My mother is so much more than merely the woman who birthed and reared me: she is my teacher, my friend, an inspiration, and my role model. Over the years, she has taught me how to live well, with an open mind and an open heart. Today, I’d like to honor her her wisdom, but sharing my ten favorite pieces of life advice.
- Pay yourself first (your future self, that is). Whenever you receive a raise, divide that amount by two: add one half to your retirement contributions, and add the the other to lifestyle expenses. For example, an additional $5,000 annually is an extra $400 a month; add an extra $200 monthly to your Roth IRA or 401k, and use the other $200 for new clothes or a weekend trip.
- Read every day. If you have kids, encourage them to read every day. If your children don’t know how to read, take on the responsibility of reading to them every day. Reading opens up new worlds; don’t shut that door.
- Practice kindness towards everyone. My mother has a heart of gold and leads by example, always going out of her way to support family, friends, and strangers. She hung an embroidered quote in my childhood bathroom that displayed a variation of the following quote from Kathy Davis: “A hundred years from now it will not matter what my bank account was, the sort of house I lived in, or the kind of car I drove…but the world may be different because I was important in the life of a child.” I was constantly reminded that it’s not what I have, but how I choose to behave to determines success in life.
- Keep an open mind. My mom’s favorite quote is: “A mind once stretched from it’s original dimensions is never the same,” a variation on Ralph Waldo Emerson’s similar musing. She taught my siblings and I to be brave and try new things. Even if we decided we did not like something, simply being willing to try something new made us better.
- Hot and sour soup will cure whatever ails you. Whether a cold, pneumonia, or a bout of anxiety, you can drive up to the local Chinese restaurant to pick up the special elixir and start feeling better. I have no idea what the secret ingredient is or whether my mother’s conviction is simply a strong placebo, but I swear it works!

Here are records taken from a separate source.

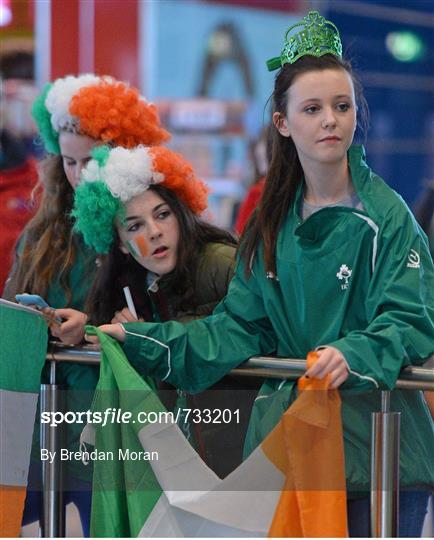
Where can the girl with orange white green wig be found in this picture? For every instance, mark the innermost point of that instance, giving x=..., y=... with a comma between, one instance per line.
x=73, y=115
x=141, y=209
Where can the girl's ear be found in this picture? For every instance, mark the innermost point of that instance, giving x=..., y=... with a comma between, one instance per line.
x=281, y=124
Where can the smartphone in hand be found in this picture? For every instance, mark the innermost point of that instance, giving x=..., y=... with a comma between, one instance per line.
x=37, y=302
x=31, y=300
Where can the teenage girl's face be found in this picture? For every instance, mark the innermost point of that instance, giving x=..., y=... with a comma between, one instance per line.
x=321, y=116
x=150, y=233
x=75, y=150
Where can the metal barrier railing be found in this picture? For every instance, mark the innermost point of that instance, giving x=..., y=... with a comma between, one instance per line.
x=384, y=442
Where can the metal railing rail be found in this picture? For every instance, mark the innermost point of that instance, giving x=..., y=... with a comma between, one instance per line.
x=384, y=442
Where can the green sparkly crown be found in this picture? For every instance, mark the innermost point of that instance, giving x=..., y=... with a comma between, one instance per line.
x=317, y=37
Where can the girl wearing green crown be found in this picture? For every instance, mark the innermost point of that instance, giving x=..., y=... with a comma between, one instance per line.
x=333, y=260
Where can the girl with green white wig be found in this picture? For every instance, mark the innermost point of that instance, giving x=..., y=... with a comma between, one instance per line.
x=74, y=114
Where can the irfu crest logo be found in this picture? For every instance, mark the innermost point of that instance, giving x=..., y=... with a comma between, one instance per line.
x=344, y=275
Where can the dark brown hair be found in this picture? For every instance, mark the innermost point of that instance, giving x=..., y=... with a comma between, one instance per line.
x=285, y=172
x=118, y=269
x=49, y=249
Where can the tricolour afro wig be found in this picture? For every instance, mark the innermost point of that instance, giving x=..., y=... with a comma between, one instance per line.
x=114, y=176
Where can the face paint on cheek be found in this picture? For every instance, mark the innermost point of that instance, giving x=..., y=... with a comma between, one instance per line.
x=138, y=247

- Balance your checkbook. Set and follow a budget. Know how much money is coming in, as well as how much you’re spending. Continually reassess your budget to ensure your cash is going towards your priorities, and not simply conveniences. As Dave Ramsey would say, “If you will live like no one else, later you can live like no one else.”
- Do what’s right, not what’s popular. Ethics and values outweigh all else. My parents often read The Children’s Book of Virtues and Fables, exposing me to clever and playful lessons on morality. These messages stuck with me and helped guide me through tricky situations and identify good-hearted friends.

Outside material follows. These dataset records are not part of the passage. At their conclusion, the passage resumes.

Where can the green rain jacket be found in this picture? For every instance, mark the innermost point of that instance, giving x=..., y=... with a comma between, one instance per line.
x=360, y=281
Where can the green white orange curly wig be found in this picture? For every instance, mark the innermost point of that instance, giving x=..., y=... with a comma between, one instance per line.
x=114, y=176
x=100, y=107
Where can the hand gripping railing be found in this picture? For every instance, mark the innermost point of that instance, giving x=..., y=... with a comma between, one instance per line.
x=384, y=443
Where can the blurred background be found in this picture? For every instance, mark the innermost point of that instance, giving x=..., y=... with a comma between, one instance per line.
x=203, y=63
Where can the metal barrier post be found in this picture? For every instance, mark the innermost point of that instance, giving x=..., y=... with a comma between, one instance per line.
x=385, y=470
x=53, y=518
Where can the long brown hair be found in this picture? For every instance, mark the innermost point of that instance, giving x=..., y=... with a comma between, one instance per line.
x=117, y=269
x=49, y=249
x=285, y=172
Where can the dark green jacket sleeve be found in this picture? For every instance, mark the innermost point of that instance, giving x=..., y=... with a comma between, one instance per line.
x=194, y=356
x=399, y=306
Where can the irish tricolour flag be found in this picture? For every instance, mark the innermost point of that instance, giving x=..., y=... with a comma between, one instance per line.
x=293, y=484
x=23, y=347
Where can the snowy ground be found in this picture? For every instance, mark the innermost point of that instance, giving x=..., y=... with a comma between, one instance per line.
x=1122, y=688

- Family is everything. Make time for loved ones. Sibling rivalry is real, but it’s important to get over your differences and find some common ground. Friends, jobs, and political leanings waver and wane, but family is forever.
- Do what you love and the money will follow. My mother has her degree in childhood education, but chose to stay home to raise her kids. Her love of teaching translated into an opportunity to become a direct-seller of education books, where she became the top seller in the country, earning six-figures and traveling around the world. By example, she taught me: you can have your cake and eat it too, but you must first define in your mind exactly the kind of cake you want, acquire all of the ingredients, and then put the time and effort into properly baking it.
- Self-employment creates a fast track to freedom. My mother worked harder than any mom I knew, continually taking action to build a reputable business. We listened to Zig Ziglar cassette tapes on the way to school, and I plucked books like The Millionaire Next Door off her shelf when I was bored. Her chosen career was trying and time-consuming, but it gave her the freedom to work from home and attended her kids’ school events.
- There’s often no difference between generic and name brand. The name brand plastic wrap and it generic equivalent were likely manufactured on the same machine, in the same factory. The difference in cost is due to the lackluster design and marketing efforts of the generic brand, rather than sub-par quality. I’m not quite sold on this one; I suspect these were the world of a hard-working mama whose priority was education, rather than status (see #6).
- Marry a man who is kind to his parents and respects restaurant servers. Marry only for love, but be sure to interrogate your heart thoroughly until you know with certainly that your love is true. Find a man who treats you well whether you’re cheerful or in a frighteningly foul mood. Fall in love with a man who shares your sense of humor (once you meet him, it won’t be hard).